Trajetória em que, de Alfredo Andersen a Kambé, cada momento pode ser idealmente identificado ao longo dos anos com um nome representativo. O acaso, que faz bem as coisas, tornou cronologicamente contíguos neste volume os capítulos respectivos, espécie de justiça poética a que não devemos permanecer insensíveis. Na história local das artes plásticas, Andersen foi o herói civilizador, emblemático também do "Brasil diferente" em sua formação social, política e econômica: poucos, mas importantes para o desenvolvimento da história da arte do Paraná foram os estrangeiros que, por razões várias, aqui chegaram no decorrer do século 19, prestando, com seu exemplo e atividade profissional, uma sensível ajuda à formação do nosso substrato cultural". Nascido na Noruega, veio para o Brasil, acabando por se radicar na capital paranaense, "uma pequena e provinciana cidade de clima ameno nos seus 900 metros de altitude, onde, com exemplar dedicação, trabalhou por mais de trinta anos à frente de cavaletes no atelier, nas salas de aula ou em contado direto com a natureza e a ambientação urbana de Curitiba e arredores. Dificilmente teríamos condições, hoje, de avaliar quais teriam sido os desdobramentos da história da arte paranaense sem a estimulante presença, aqui, desse talentoso norueguês, pintor viajante que, um dia, arribou nas exóticas terras brasileiras... formador de uma geração de bons pintores, muitos dos quais puderam continuar a missão educativa do mestre".

As duas primeiras décadas do século "podem ser consideradas um verdadeiro divisor de águas, graças ao trabalho orientador de Alfredo Andersen e de seus melhores discípulos [...]", entre eles Theodoro de Bona, cuja obra iria marcar o que podemos ter como o período seguinte: "Colocando-se ao lado e no mesmo nível dos veteranos companheiros, De Bona teve sobre eles a vantagem de deixar uma obra substancialmente mais ampla e diversificada. Isso em razão não apenas de ter trabalho até uma idade mais avançada mas também, e notadamente, pelo enriquecedor convívio com os pintores de Veneza e do Rio de Janeiro, quando de sua prolongada estada nessas cidades".

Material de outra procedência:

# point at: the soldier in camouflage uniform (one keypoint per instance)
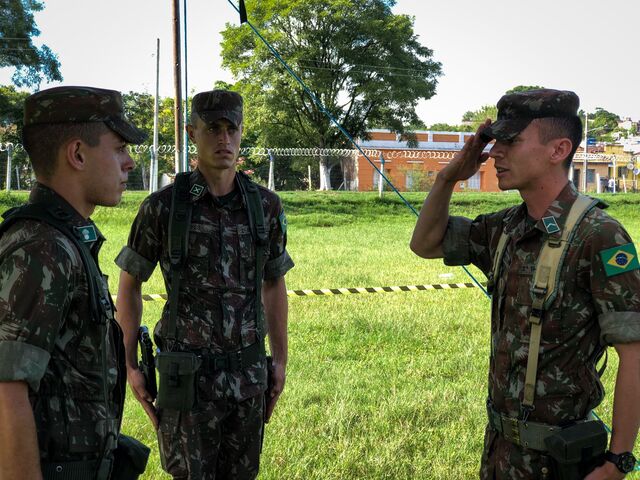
(61, 361)
(221, 436)
(597, 302)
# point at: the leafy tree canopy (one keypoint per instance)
(17, 27)
(445, 127)
(361, 61)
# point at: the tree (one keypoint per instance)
(139, 109)
(361, 61)
(11, 110)
(602, 124)
(476, 117)
(17, 27)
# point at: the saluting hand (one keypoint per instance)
(468, 160)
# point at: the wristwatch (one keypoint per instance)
(625, 461)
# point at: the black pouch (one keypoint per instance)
(577, 450)
(129, 458)
(178, 376)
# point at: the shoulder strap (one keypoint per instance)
(497, 261)
(545, 284)
(179, 222)
(253, 201)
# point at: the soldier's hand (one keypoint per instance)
(279, 376)
(608, 471)
(468, 160)
(138, 387)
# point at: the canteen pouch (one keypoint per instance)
(577, 450)
(130, 458)
(178, 376)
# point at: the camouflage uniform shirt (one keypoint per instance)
(591, 310)
(216, 310)
(49, 340)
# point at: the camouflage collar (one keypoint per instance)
(516, 224)
(198, 189)
(43, 194)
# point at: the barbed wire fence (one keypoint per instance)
(277, 168)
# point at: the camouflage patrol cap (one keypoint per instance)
(517, 110)
(80, 105)
(216, 104)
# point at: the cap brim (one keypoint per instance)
(210, 116)
(126, 130)
(505, 130)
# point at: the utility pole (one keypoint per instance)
(271, 183)
(8, 179)
(177, 80)
(153, 173)
(186, 95)
(586, 150)
(380, 176)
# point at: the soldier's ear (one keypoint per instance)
(74, 154)
(561, 149)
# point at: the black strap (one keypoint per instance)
(253, 201)
(179, 222)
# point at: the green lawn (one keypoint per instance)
(380, 386)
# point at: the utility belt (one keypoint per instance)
(524, 434)
(127, 462)
(575, 450)
(179, 372)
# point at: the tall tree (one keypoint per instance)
(17, 27)
(11, 109)
(364, 63)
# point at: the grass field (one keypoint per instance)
(380, 386)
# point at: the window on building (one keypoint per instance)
(474, 182)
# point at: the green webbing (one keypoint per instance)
(253, 201)
(179, 222)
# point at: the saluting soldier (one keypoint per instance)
(61, 353)
(221, 243)
(547, 330)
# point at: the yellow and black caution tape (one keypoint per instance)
(155, 297)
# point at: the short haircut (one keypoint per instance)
(43, 141)
(551, 128)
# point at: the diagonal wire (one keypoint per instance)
(340, 127)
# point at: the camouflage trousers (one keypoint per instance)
(217, 440)
(503, 460)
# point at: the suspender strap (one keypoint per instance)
(497, 261)
(253, 201)
(179, 222)
(548, 269)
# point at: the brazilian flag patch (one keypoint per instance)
(620, 259)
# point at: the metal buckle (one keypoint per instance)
(511, 429)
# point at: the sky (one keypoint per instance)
(485, 47)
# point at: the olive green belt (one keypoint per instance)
(525, 434)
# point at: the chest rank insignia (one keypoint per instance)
(87, 233)
(620, 259)
(196, 190)
(550, 224)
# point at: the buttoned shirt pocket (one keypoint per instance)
(247, 250)
(199, 254)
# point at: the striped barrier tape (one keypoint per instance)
(155, 297)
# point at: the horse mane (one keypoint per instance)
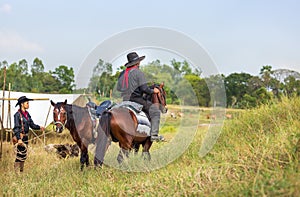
(74, 114)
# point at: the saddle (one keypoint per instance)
(144, 125)
(96, 111)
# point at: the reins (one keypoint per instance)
(62, 124)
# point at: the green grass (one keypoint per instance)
(256, 154)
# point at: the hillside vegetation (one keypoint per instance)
(257, 154)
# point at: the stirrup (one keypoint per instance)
(157, 138)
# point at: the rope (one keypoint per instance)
(22, 154)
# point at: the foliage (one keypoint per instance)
(35, 79)
(184, 84)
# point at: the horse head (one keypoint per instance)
(160, 98)
(59, 115)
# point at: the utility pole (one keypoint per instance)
(2, 129)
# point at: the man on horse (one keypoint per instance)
(132, 85)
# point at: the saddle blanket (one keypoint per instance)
(144, 125)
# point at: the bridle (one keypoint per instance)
(60, 123)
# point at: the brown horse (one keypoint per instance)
(120, 125)
(78, 121)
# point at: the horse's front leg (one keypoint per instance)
(122, 153)
(146, 147)
(84, 157)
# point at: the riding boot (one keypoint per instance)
(22, 166)
(17, 167)
(154, 130)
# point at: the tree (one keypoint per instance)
(236, 85)
(65, 76)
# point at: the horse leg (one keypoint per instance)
(136, 147)
(85, 143)
(146, 147)
(122, 153)
(83, 158)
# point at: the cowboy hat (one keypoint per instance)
(23, 99)
(133, 58)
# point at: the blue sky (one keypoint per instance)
(240, 36)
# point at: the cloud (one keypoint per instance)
(5, 8)
(13, 42)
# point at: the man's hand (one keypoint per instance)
(156, 91)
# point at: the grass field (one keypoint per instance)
(257, 154)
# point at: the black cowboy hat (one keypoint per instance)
(23, 99)
(133, 58)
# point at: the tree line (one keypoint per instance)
(25, 77)
(183, 83)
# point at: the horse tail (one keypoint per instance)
(105, 122)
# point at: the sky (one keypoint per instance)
(239, 36)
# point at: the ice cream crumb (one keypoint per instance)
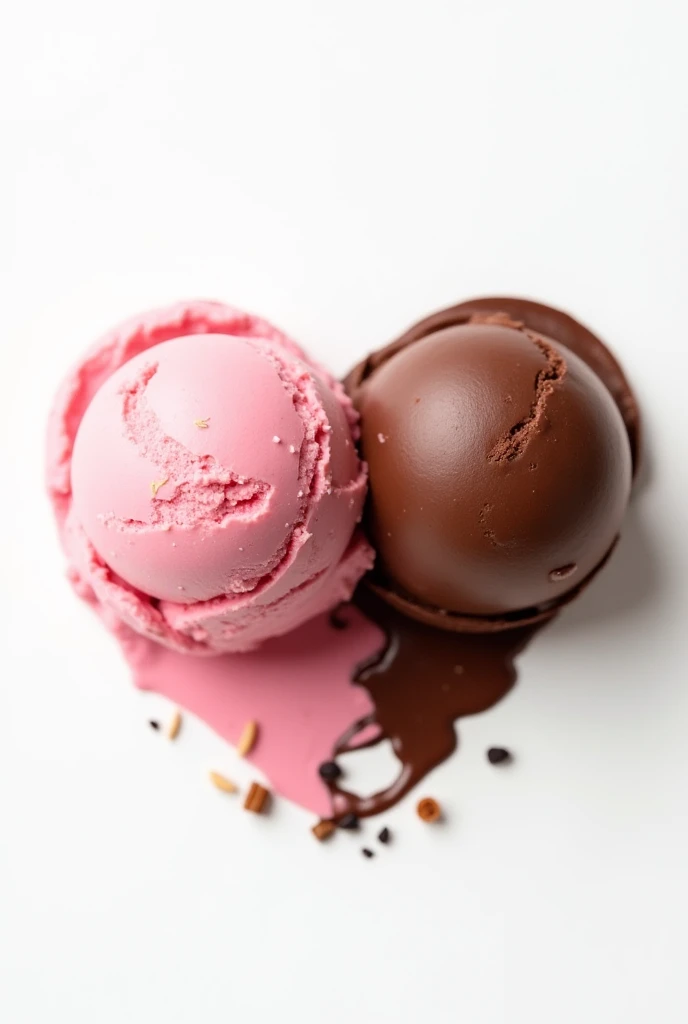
(157, 484)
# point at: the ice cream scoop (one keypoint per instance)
(207, 480)
(500, 464)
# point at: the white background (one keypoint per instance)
(344, 169)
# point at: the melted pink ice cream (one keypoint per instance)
(205, 480)
(297, 687)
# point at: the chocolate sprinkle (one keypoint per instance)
(349, 820)
(330, 770)
(498, 756)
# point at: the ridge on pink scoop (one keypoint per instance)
(207, 539)
(297, 688)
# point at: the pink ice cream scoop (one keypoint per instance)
(206, 480)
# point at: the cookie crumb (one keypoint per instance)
(248, 738)
(428, 809)
(257, 799)
(174, 726)
(221, 782)
(324, 829)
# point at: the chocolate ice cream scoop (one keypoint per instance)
(500, 461)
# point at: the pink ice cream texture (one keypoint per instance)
(206, 481)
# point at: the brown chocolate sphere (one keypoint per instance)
(500, 470)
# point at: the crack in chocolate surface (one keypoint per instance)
(514, 442)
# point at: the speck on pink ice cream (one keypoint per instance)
(206, 480)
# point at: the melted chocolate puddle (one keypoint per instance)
(422, 681)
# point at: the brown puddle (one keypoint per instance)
(422, 681)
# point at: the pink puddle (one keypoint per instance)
(298, 688)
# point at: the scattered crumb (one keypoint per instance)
(248, 738)
(258, 799)
(348, 821)
(174, 726)
(428, 809)
(221, 782)
(499, 756)
(324, 829)
(157, 484)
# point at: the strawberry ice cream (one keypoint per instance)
(206, 481)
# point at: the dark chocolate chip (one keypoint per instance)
(498, 756)
(330, 770)
(349, 820)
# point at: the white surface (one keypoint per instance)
(344, 169)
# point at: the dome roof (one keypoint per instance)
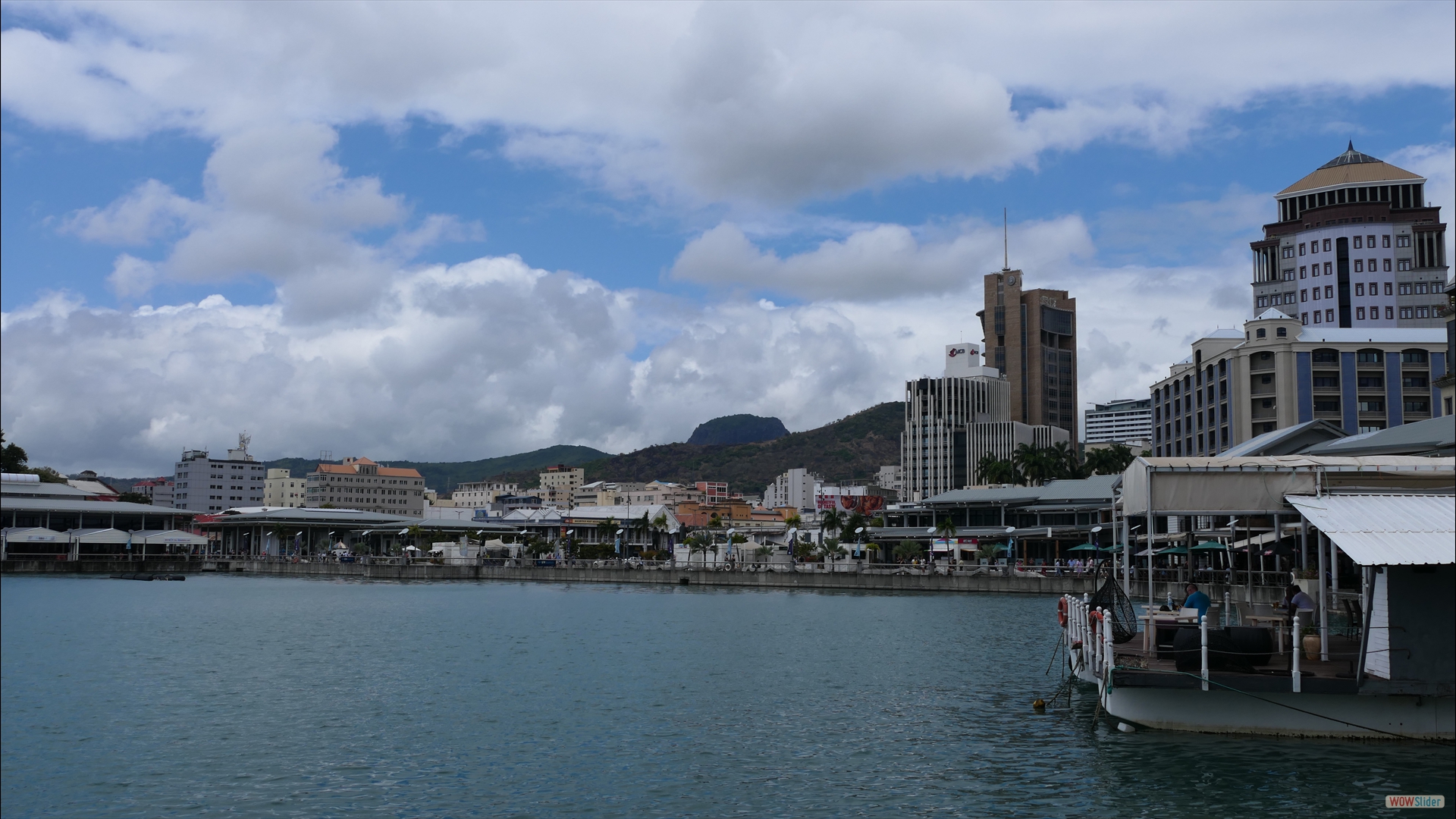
(1350, 168)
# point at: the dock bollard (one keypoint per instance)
(1203, 634)
(1296, 651)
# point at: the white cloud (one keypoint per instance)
(883, 261)
(769, 104)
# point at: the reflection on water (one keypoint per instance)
(281, 697)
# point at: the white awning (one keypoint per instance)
(1385, 529)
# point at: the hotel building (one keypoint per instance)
(1356, 246)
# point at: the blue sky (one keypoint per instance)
(609, 229)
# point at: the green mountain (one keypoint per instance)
(737, 428)
(854, 447)
(447, 475)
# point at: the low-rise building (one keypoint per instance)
(209, 484)
(156, 490)
(1277, 373)
(1120, 420)
(558, 483)
(363, 484)
(281, 490)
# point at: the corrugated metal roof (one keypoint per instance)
(1379, 529)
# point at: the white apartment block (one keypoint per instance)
(1280, 372)
(283, 490)
(363, 484)
(209, 484)
(938, 411)
(795, 488)
(481, 494)
(158, 490)
(1356, 246)
(558, 483)
(1120, 420)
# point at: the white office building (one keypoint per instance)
(1120, 420)
(1356, 245)
(209, 484)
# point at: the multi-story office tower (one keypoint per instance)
(1356, 246)
(207, 484)
(1119, 422)
(1279, 373)
(1031, 335)
(934, 447)
(363, 484)
(283, 490)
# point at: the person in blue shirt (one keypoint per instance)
(1196, 599)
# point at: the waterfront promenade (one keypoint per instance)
(874, 579)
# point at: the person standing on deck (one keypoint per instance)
(1196, 599)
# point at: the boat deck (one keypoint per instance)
(1136, 667)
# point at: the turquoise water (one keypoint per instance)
(284, 697)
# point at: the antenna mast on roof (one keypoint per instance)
(1005, 243)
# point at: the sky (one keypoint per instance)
(447, 232)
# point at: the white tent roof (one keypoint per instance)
(1385, 529)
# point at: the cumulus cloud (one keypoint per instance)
(880, 261)
(769, 104)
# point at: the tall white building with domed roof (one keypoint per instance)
(1356, 246)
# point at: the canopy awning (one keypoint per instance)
(1385, 529)
(168, 537)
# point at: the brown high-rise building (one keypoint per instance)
(1031, 335)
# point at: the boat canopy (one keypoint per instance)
(1386, 529)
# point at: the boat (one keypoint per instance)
(1388, 673)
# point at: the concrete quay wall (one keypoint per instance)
(865, 582)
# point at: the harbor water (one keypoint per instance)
(291, 697)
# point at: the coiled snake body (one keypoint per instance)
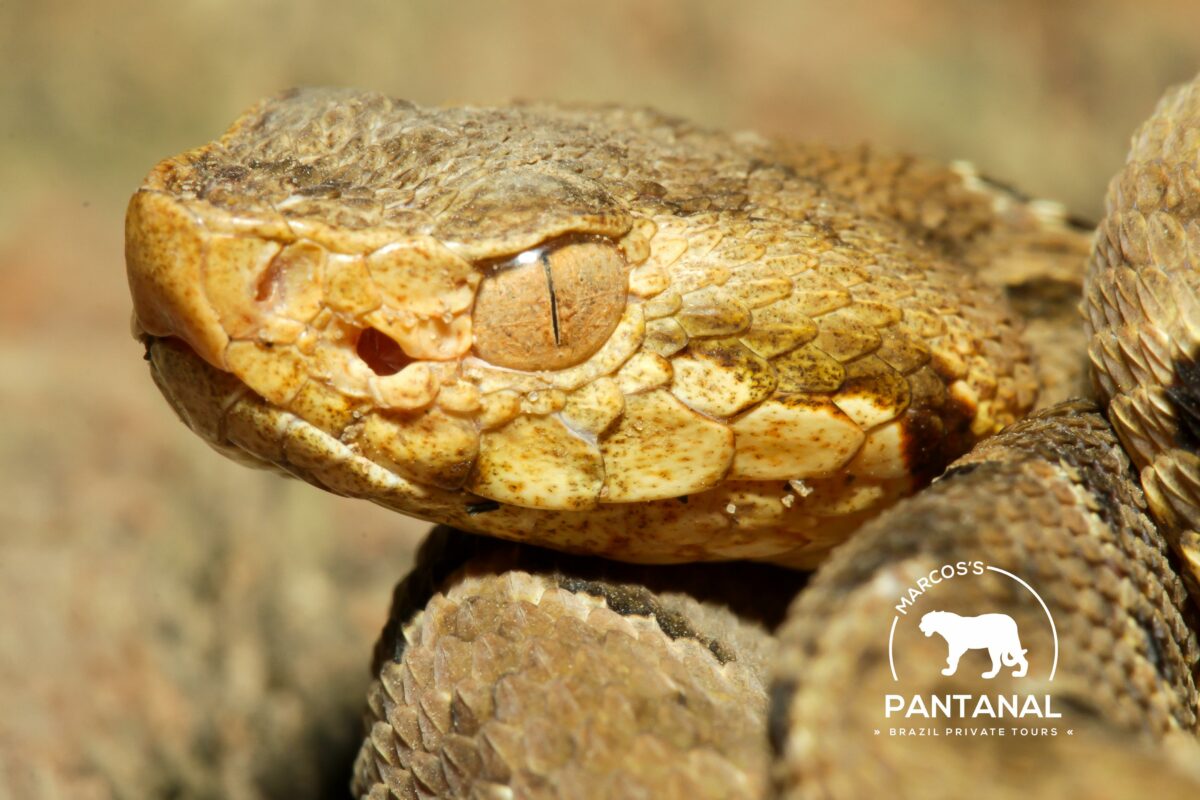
(613, 334)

Daí para a frente, de ano para ano, de safra para safra, sucedem-se os nomes marcantes, da mesma ou de diferentes famílias artísticas, todas transmitindo umas às outras o legado comum, quase como no primeiro capítulo do Gênesis: Anderson gerou De Bona, que gerou Viaro, que gerou Poty, já na época modernista que, academizada e aliás mal recebida, chegou ao Paraná com 20 anos de atraso, tudo simbolizado, se quisermos, na revista Joaquim, criada nos anos de 1940 e na qual, no que se refere à arte, Poty foi o nome emblemático.

Nos finais da década seguinte, em "decorrência do movimento de renovação cultural ocorrido em Curitiba" (Cocaco!), o meio "sentiu a necessidade de ver revitalizado o tradicional Salão Paranaense de Belas Artes [...]", entidade que se distingue, como em qualquer parte do mundo, tanto pelos admitidos quanto pelos recusados. Em outras palavras, o imperativo de organização coletiva, a ânsia de reconhecimento por parte de uma sociedade ao mesmo tempo interessada na "arte" como símbolo de status e investimento econômico, integrou as atividades artísticas no mundo contemporâneo, o mundo em que vivemos.